Plaintiffs Lori Ann DeForest and Joshua Solomon fall into the second category. They are not exempt from the application of the statute, because the applicable period of limitations for their respective actions had not expired as of July 1, 1986. Plaintiff DeForest was diagnosed with Hodgkin’s Disease in November 1985. The three-year statute then applicable extended beyond July 1, 1986. However, even under the benefit of subdivision (4), she was required to discover the etiology within five years after the discovery of the injury (by Nov. 1990) and commenced an action within one year thereafter. Thus, this plaintiff was required to commence this action on or before November 1991.

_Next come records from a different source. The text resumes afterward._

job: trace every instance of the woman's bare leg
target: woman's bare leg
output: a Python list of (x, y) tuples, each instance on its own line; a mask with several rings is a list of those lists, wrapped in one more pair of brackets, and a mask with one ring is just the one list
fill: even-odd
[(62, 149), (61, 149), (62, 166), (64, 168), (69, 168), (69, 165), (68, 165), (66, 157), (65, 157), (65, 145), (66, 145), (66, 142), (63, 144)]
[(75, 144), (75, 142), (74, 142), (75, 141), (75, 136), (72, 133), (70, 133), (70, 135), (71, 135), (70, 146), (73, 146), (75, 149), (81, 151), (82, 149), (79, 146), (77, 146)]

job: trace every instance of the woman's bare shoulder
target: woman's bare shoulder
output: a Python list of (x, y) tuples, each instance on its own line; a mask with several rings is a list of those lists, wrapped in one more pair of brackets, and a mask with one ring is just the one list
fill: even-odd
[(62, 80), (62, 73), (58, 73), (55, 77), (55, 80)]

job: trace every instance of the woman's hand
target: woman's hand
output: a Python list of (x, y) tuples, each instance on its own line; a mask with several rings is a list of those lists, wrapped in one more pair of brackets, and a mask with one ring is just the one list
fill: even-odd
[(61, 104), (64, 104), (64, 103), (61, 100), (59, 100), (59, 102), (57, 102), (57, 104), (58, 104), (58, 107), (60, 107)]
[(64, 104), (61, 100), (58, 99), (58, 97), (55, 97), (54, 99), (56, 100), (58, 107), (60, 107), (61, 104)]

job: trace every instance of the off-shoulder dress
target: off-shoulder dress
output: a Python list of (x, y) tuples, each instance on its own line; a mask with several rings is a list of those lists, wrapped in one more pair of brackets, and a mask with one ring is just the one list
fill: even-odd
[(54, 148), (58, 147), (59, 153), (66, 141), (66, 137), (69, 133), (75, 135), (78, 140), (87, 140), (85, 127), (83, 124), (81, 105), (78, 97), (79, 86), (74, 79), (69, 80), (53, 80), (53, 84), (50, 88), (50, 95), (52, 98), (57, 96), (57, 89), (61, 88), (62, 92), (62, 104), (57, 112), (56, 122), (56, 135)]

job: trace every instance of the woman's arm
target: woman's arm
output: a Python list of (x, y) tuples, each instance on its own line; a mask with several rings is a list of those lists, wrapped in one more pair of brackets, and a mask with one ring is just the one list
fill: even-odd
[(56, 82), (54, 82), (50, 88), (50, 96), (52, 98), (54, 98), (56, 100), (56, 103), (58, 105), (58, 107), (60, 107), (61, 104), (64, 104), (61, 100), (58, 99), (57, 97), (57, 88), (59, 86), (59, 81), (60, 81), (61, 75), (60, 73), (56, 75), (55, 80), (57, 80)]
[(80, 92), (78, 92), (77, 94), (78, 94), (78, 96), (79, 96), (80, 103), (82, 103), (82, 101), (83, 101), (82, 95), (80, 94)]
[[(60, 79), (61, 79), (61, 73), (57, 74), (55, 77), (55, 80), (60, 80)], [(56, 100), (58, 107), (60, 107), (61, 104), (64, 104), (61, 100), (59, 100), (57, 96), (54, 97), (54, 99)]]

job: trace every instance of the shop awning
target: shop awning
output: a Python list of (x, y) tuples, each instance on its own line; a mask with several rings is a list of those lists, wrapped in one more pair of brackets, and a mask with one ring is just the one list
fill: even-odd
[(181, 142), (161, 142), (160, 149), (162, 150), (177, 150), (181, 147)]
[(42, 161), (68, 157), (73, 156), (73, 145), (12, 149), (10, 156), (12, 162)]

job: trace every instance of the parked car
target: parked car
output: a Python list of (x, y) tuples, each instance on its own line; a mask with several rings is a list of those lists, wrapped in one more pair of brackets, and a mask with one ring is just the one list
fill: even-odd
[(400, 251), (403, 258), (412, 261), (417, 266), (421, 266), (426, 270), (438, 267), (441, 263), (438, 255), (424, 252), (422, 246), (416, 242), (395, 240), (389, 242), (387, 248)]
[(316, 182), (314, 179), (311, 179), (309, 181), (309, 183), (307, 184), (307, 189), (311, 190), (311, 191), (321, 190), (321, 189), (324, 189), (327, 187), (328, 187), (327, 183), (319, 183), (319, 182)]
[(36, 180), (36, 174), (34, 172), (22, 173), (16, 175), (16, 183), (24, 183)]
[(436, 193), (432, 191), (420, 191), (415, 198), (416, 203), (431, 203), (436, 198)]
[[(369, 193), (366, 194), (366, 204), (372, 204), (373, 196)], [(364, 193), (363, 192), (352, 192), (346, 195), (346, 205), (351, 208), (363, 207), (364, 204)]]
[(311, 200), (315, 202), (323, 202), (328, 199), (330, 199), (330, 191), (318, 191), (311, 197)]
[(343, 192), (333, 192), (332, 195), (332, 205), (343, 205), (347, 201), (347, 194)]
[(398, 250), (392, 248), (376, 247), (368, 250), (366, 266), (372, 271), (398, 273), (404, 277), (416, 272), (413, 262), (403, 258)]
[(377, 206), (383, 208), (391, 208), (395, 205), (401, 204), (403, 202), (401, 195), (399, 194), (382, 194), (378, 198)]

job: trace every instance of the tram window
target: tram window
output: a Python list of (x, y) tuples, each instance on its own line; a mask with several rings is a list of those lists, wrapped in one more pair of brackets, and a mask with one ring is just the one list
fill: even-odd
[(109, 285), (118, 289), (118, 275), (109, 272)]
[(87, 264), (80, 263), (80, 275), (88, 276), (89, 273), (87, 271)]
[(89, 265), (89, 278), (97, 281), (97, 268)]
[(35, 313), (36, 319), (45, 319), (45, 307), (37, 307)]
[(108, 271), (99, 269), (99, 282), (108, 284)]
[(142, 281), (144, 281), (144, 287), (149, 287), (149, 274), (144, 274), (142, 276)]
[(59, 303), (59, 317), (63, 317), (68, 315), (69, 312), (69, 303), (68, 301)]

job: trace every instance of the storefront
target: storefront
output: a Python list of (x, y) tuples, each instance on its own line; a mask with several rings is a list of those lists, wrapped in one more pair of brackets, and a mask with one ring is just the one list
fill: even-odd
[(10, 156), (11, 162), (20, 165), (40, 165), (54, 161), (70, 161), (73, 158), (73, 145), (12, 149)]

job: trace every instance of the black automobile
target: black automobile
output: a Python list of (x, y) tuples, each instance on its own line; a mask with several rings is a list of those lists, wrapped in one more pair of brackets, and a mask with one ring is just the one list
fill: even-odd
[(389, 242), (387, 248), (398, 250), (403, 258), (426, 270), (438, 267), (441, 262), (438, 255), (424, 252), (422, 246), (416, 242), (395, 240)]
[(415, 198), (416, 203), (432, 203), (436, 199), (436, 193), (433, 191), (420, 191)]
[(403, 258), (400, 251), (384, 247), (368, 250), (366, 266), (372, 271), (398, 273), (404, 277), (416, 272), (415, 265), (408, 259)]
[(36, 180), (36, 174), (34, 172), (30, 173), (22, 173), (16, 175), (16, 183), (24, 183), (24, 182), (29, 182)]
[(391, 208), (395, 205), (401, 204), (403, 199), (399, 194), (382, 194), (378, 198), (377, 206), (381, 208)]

Similarly, any action on behalf of plaintiff Solomon, who died on February 26, 1985, was required to be commenced on or before February 26, 1991.

These plaintiffs are akin to those in Michael v Ametelco, Inc. (150 Misc 2d 507), in which the Supreme Court, Monroe County (Andrew V. Siracuse, J.), dismissed claims of injuries caused by alleged exposure to zinc. In Michael, the plaintiffs were diagnosed with multiple sclerosis prior to the enactment of CPLR 214-c but claimed they did not, and could not, have known that their injuries were caused by exposure to zinc until after the enactment of the statute on July 1, 1986. The court concluded that "[CPLR] 214-c does not allow for the revival of a claim * * * discovered prior to July 1, 1986 but the toxic causation is not discovered until after that date or more than five years after the date of discovery” (supra, at 514).

The third category of plaintiffs consists of the remaining 14 plaintiffs challenged by defendant. They were all diagnosed, or died, after the effective date of CPLR 214-c and after October 1988, and commenced this action within five years, on June 1, 1993. Since plaintiffs are entitled to the benefit of the longer of either (1) three years from discovery of the injury (Judge McLaughlin’s [a] formula) or (2) one year from discovery of the cause (Judge McLaughlin’s [b] formula), the court did not address the issue whether plaintiffs commenced this *690action within three years from the discovery of their injuries,* as defendant asserts.

Accordingly, the motion for an order dismissing the complaints of the 19 plaintiffs enumerated in the notice of motion dated June 1, 1994 is denied, except as to plaintiffs Brian Pisciotta, Anthony Ferrara, Michael Ferrara, Lori Ann DeForest, and Joshua Solomon. As to said plaintiffs, the motion to dismiss is granted.

That branch of the same motion seeking severance of each plaintiff’s cause into separate actions is denied. "Although it is within a trial court’s discretion to grant a severance, this discretion should be exercised sparingly. Where complex issues are intertwined, albeit in technically different actions, it would be better not to fragment trials, but to facilitate one complete and comprehensive hearing and determine all the issues involved between the parties at the same time. Fragmentation increases litigation and places an unnecessary burden on court facilities by requiring [multiple] trials instead of one.” (Shanley v Callahan Indus., 54 NY2d 52, 57.)

The cross motion to consolidate four actions is granted. All actions shall be consolidated under index No. 13634/93.

Actually, one year and 90 days, since this defendant is entitled to the benefit of the shorter statute pursuant to General Municipal Law § 50-i.